L’arthroscopie met en évidence un large « cratère » en voie de cicatrisation en regard de la face médio-caudale de la tête humérale gauche. Il n’y a pas de fragments visibles dans la gaine du tendon du muscle biceps brachial mais on observe deux larges fragments mobiles d’une taille correspondant au défect cartilagineux précédemment observé en regard du cul de sac caudal de l’articulation. Ces fragments sont calcifiés et mobiles, et semblent correspondre aux éléments observés dans la gaine bicipitale durant le scanner. Cette modification de localisation des fragments est très probablement secondaire à la préparation chirurgicale de la chienne (antérieur gauche tiré en extension) (images 4, 5, 6 et 7).
Image 4 : vue arthroscopique de la face médio-caudale de la tête humérale. Large ulcération sur la tête humérale (a).
Image 5 : vue arthroscopique du cul de sac caudal. Large fragment (a). Capsule articulaire (b). Partie caudale de la tête humérale (c).
Image 6 : vue arthroscopique du compartiment médial de l’articulation de l’épaule. Surface glénoïdale (a). Fragment (b). Tête humérale (c). Ligament collatéral médial (d).
Image 7 : vue arthroscopique du tendon biceps brachial discrètement enflammé (a).
La prise en charge chirurgicale recommandée pour l’ostéochondrite disséquante, et qui fut réalisée sur notre chien, est le retrait des fragments osseux puis le curetage du « lit » du défect cartilagineux jusqu’à l’obtention d’un saignement capillaire, pour promouvoir la mise en place d’un fibrocartilage cicatriciel. Dans notre cas, compte tenu de la taille des deux éléments calcifiés, un mini abord est réalisé pour les retirer (images 8 et 9).
Image 8 : vue arthroscopique de la face médio-caudale de la tête humérale. Curetage du « lit » du défect cartilagineux (a). Tête humérale (b).
Image 9 : Saignement capillaire post curetage du « lit » du défect cartilagineux.
Le pronostic fonctionnel de l’épaule gauche apparait favorable. La chienne est rendue à ses propriétaires dans l’après-midi de l’intervention, avec comme traitement post opératoire des antalgiques (Paracétamol 10 mg/kg 2x/j pendant 5 jours), de la glace, et comme conseil un repos strict pendant 4 semaines puis une reprise d’activité progressive les deux semaines suivantes. Six semaines après l’intervention la chienne ne présente pas de boiterie, la mobilisation de l’épaule est non douloureuse. Une reprise d’activité progressive est conseillée.
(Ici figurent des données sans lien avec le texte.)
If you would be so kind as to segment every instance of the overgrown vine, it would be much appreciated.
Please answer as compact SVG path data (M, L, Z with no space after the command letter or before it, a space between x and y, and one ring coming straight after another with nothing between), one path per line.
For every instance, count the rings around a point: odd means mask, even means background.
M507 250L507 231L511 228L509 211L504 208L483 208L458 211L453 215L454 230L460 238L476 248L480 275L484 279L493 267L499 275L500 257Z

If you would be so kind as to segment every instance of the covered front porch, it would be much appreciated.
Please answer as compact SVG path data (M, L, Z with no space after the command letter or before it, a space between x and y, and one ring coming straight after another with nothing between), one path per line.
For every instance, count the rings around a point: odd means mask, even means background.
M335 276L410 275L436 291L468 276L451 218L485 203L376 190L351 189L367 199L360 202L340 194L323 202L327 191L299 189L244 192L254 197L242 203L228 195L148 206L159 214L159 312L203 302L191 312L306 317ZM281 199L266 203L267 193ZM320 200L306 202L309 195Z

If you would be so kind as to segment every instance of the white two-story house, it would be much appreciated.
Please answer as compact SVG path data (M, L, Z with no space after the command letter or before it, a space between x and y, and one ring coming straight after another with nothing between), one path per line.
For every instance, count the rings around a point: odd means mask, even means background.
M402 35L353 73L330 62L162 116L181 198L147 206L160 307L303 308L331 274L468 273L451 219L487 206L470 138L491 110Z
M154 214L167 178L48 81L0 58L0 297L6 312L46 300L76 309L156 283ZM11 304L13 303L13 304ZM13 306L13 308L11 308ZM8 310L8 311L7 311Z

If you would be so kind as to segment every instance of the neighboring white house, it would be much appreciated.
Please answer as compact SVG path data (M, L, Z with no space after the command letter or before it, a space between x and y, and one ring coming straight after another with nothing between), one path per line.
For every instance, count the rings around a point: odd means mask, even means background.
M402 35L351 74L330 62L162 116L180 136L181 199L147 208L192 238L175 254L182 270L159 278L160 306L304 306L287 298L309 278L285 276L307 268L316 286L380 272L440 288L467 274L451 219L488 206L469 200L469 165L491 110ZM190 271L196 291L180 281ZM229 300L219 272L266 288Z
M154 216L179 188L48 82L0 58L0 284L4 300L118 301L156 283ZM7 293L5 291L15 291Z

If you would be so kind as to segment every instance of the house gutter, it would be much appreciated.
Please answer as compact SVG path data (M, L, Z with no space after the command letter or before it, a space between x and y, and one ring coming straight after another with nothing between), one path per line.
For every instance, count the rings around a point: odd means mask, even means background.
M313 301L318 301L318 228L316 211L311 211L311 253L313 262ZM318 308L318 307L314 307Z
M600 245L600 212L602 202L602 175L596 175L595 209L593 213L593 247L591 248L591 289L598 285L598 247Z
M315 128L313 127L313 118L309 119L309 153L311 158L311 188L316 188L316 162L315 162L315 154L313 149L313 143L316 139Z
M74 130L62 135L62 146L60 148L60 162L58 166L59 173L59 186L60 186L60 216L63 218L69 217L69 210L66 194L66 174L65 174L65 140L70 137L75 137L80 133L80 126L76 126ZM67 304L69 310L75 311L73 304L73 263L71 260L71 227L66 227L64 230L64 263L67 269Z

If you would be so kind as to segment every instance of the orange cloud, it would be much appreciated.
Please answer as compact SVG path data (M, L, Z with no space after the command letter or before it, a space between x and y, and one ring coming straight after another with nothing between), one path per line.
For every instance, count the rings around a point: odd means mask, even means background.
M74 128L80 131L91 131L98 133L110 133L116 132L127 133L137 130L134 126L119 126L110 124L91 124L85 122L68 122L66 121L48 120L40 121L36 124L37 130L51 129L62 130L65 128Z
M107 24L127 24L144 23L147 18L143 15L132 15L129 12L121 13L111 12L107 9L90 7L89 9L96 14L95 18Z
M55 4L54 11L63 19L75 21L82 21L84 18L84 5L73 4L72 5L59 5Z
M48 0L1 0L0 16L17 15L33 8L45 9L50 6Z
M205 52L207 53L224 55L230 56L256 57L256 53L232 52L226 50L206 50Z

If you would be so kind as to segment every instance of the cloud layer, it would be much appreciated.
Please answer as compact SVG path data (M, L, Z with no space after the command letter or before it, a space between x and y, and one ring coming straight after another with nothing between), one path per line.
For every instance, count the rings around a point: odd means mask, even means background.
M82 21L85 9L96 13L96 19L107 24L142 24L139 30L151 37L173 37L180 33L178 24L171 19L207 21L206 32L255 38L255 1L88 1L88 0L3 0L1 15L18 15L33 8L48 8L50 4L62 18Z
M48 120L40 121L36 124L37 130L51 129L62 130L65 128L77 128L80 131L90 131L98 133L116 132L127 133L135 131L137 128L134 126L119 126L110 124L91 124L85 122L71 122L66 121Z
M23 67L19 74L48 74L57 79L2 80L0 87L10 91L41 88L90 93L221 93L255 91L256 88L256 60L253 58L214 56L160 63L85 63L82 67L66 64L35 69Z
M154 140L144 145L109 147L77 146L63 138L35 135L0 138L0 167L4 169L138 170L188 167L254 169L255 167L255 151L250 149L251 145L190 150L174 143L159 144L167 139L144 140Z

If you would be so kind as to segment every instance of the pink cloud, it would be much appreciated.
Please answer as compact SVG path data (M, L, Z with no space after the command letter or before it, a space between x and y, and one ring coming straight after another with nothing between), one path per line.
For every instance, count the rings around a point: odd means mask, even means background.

L’arthroscopie a été décrite comme le « gold standard » pour l’évaluation des structures intra-articulaires de l’épaule canine. Son avantage étant de pouvoir faire une inspection directe des lésions d’ostéochondrose et du biceps et de les traiter par la suite. L’arthroscopie est plus sensible que le scanner pour les lésions cartilagineuses de petites tailles (au même titre que l’IRM). En raison de la nature peu invasive de la technique, les lésions bilatérales peuvent être traitées au cours de la même intervention chirurgicale (R. Eivers et al., 2018). Les lésions d’ostéochondrose non fragmentées sont curetées sous contrôle arthroscopique jusqu’au retrait complet du cartilage anormal. Les lésions en voie de fragmentation non calcifiées peuvent également être « rongées » sous arthroscopie. Les lésions de grandes tailles ou calcifiées sont le plus souvent retirées après un mini-abord chirurgical guidée par l’arthroscopie.
Le pronostic (rémission complète des signes cliniques) après une intervention chirurgicale d’une ostéochondrite disséquante de l'épaule chez le chien est considéré comme bon à excellent. Dans tous les cas, une arthrose légère peut être attendue (Morris & Anderson, 2013).